Sometimes you come across an author where you simply cannot read enough of their writing.  Whether it's the writing, the tone of voice, or the remarkable stories, great writing is an inexplicable gift. In my bookworm world, Anthony Doerr is the author for me. As much as I loved Doerr's Pulitzer Prize winning book, All The Light We Cannot See, I was even more impressed by Memory Wall Stories, a collection of short stories which stick with me even a year later. His memoir about raising twins in Four Seasons in Rome made me love Italy even more, which is no small feat.

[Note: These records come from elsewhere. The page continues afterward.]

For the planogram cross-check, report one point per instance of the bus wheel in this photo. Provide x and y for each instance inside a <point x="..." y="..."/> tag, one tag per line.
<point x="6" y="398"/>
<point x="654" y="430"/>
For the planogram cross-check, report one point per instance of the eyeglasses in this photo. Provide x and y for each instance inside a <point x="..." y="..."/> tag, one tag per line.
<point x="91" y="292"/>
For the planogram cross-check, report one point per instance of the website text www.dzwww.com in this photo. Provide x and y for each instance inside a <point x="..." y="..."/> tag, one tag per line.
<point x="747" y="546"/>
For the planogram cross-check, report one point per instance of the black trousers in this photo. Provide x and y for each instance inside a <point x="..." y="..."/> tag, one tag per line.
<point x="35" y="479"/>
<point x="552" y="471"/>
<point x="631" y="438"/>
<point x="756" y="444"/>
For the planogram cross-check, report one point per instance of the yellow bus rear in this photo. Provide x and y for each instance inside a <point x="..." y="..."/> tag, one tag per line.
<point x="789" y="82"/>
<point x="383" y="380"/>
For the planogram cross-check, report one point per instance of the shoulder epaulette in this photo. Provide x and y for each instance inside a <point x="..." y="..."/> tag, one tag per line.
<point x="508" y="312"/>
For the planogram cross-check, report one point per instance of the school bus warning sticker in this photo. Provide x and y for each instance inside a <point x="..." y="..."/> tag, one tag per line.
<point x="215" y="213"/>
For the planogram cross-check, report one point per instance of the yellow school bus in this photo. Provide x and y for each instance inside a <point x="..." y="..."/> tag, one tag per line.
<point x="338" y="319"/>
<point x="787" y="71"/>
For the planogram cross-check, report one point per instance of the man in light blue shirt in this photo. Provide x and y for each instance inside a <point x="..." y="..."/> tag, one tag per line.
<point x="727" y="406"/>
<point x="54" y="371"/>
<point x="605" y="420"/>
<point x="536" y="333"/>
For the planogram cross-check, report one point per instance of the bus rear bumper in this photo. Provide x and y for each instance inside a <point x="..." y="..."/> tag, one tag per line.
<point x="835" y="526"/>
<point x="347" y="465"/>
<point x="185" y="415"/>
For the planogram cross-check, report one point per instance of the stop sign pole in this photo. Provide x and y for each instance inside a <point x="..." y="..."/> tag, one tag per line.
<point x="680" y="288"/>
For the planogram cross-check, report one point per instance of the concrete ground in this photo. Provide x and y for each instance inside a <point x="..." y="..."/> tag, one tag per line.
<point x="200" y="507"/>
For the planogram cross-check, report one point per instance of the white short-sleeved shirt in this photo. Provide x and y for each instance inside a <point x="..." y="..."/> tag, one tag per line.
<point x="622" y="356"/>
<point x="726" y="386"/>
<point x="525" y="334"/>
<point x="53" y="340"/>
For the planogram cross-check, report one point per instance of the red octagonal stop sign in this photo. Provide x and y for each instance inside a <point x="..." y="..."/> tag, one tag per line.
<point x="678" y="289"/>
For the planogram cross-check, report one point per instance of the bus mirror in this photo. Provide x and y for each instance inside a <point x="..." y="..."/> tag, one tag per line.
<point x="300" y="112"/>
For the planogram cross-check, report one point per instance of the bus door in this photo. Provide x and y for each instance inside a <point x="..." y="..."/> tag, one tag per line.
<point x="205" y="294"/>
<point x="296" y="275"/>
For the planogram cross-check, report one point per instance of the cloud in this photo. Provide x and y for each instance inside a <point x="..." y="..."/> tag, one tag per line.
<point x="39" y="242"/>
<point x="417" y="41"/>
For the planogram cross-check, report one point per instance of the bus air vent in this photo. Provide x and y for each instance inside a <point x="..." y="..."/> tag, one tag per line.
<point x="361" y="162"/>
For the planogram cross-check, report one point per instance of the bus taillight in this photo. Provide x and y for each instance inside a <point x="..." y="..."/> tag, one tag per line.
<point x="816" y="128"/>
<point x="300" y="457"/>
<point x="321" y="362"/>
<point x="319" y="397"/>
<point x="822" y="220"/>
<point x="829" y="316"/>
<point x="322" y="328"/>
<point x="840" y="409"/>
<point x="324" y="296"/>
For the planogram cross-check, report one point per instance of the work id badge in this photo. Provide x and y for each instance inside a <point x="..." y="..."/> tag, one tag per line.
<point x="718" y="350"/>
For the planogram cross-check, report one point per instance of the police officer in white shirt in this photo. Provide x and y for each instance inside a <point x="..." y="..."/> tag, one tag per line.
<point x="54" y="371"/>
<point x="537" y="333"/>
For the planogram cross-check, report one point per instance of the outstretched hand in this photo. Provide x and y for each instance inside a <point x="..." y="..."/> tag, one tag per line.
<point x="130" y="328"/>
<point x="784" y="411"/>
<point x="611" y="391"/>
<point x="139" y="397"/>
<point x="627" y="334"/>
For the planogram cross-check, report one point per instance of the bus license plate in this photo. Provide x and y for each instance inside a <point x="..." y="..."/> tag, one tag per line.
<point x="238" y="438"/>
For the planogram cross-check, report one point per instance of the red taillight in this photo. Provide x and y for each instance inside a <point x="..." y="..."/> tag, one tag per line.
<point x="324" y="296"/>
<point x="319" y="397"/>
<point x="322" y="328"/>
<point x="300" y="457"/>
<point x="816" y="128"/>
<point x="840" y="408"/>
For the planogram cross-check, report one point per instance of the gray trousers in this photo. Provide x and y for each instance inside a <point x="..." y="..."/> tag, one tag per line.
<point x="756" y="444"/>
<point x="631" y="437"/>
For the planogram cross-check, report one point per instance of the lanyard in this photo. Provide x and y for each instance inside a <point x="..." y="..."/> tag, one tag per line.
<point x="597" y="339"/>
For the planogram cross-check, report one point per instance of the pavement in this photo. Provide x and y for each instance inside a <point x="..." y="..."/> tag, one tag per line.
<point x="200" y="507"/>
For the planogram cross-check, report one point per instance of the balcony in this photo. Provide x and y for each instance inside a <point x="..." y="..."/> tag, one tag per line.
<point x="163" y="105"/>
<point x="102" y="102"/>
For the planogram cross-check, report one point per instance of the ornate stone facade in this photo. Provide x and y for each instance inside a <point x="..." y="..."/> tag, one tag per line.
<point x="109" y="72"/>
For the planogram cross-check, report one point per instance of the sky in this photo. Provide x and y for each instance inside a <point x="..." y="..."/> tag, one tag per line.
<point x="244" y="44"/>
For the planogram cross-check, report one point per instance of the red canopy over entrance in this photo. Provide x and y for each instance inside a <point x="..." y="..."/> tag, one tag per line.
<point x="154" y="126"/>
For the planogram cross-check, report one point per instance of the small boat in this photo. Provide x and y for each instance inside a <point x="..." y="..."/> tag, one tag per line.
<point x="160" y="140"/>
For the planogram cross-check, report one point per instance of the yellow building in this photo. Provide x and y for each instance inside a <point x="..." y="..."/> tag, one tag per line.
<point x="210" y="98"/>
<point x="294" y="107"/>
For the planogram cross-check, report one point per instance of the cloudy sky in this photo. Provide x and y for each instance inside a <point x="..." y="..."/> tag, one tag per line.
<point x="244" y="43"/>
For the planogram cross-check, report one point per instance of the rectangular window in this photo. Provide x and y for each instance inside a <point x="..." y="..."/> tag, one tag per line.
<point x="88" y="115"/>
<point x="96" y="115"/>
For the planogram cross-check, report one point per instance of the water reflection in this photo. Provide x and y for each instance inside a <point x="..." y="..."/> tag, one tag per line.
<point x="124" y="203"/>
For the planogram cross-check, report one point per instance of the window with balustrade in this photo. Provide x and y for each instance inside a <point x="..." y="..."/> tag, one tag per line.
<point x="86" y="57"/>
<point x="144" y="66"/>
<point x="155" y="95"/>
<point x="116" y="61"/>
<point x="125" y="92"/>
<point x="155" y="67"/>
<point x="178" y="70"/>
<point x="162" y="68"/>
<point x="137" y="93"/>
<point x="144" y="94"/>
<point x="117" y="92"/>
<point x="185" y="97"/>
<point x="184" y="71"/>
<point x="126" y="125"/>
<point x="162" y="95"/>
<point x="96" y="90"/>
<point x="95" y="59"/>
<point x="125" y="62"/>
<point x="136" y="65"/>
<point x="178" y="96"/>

This week, I tackled his first collection of short stories, The Shell Collector: Stories, and I am still ridiculously impressed. While there are underlying themes in these eight stories, each has a tone of its own with characters who are both memorable and compelling.

Of all of the stories, the one which gives the book its title, The Shell Collector, was my favorite. In a mere 30 pages I came to love this blind man who lives on an isolated island in Kenya. The story made me gasp with its turns and has one of the finest written closing paragraphs ever.

As in EVER.

I want to quote it, but I don't want to spoil the joy of those of you who will come to it naturally. I DO hope you'll come to it naturally because the metaphor is so apt for the character and so perfectly summarizes the story that I almost cried.

Hyperbole? Perhaps... but I don't think I could over gush.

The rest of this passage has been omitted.